Piris wanted to cry and scream and rage all at once. She registered the clank of metal in the distance, a sure sign the other forces they had were coming to their aid. With the quick turn of events, she was uncertain it would help them. Arrows still flew, wind and metal howling, as she brushed a stray strand of brown hair from her friend’s face. She knew she needed to get up, to fight again, but to pull away then might rip her in two.
Gem’s smile faltered, her mouth in a perfect O, as she croaked out, “Pir—”
before Piris’s world exploded in a bolt of pain, then went black.
She awoke, her hands bound tight in front of her as she lay on her back, staring at the roof of a cave.
“Ah. You’re finally awake,” a rough, deep male voice said.
Piris turned her head to the sound and saw a Fae warrior with impressive muscle but not so impressive height walk toward her. She’d never met the man, but he had to be Engad Monti. Who else would leave her tied in a cave?

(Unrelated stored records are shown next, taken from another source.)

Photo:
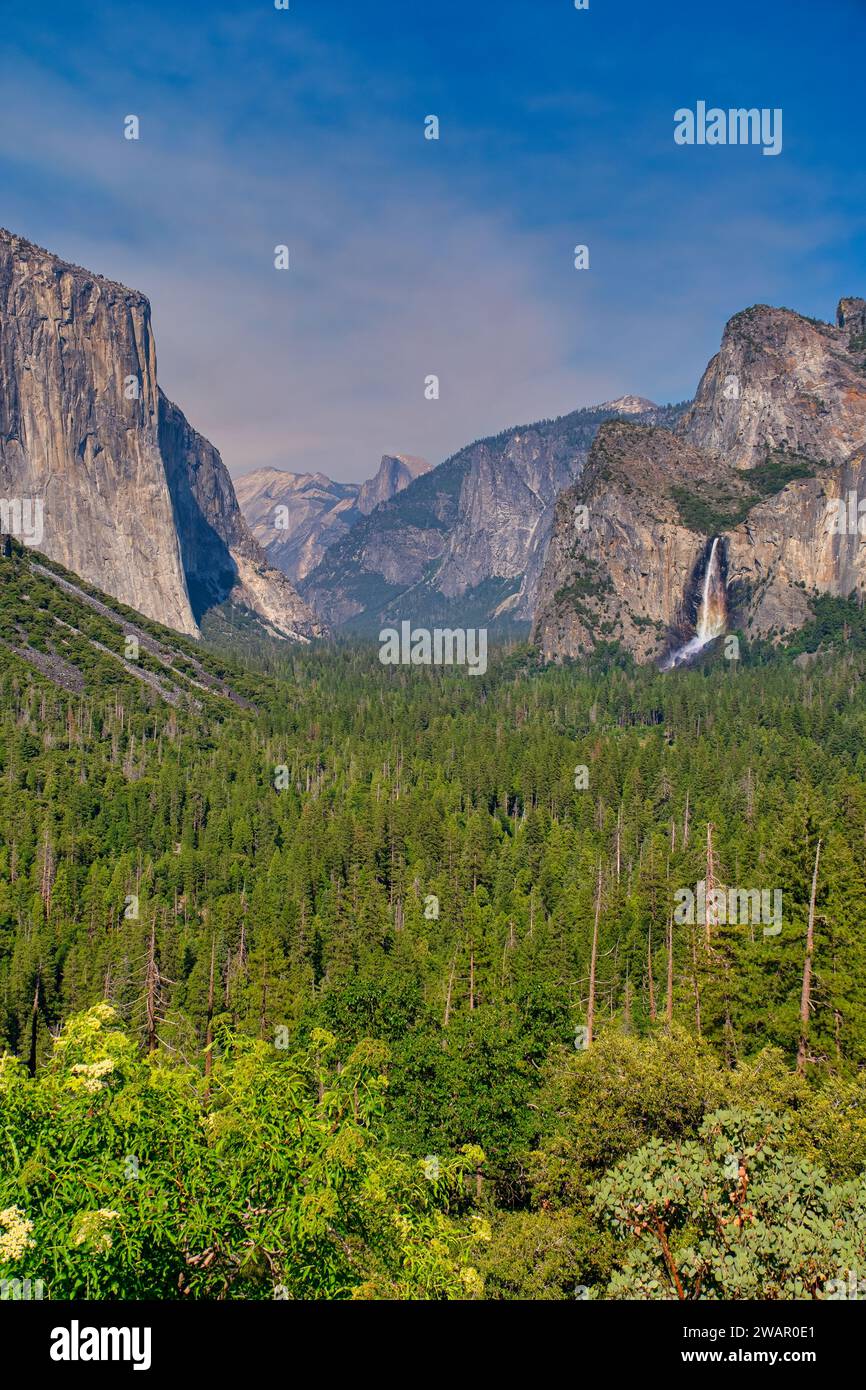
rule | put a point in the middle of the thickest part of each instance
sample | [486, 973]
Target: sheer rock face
[791, 546]
[70, 437]
[781, 381]
[134, 499]
[466, 541]
[798, 405]
[221, 558]
[620, 560]
[395, 473]
[298, 516]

He moved to stand over her. The torchlight illuminating the space flickered around him, an odd halo of orange bright in the darkness. “You shouldn’t have come here, Lady Volesion.”
“Because now I have to deal with your stench?”
He boomed out a laugh. “No, lady.” Engad Monti shook his head, as if marveling at her gall. “You were home, safe, at Volesion Peak. I have no quarrel with you and yours. There was no need for you to come.”
“You have a quarrel with my king, my royals, my friends,” she spat out. “Of course I came.”
“Loyalty is an admirable trait, but it did not serve you well here.”
Piris snorted then. “What do you know of loyalty?”
He crouched down over her, head cocked in thought. “I know enough. More than enough. Certain loyalties only cause pain and heartache, which you’ll learn shortly.”
Something dark flashed in his eyes, but she didn’t care about what might drive a man like him, what dark past he might have. She had no need to consider who he was. Her only care in the moment was breaking free, getting loose. Because she knew true loyalty well. Felt it deep in her bones. She understood the loyalty of a prince, who without doubt was now scheming to trade places with her right then. The stupid, insufferable man would give the rebel exactly what he wanted, all because of loyalty and honor. And Engad Monti damn well knew it.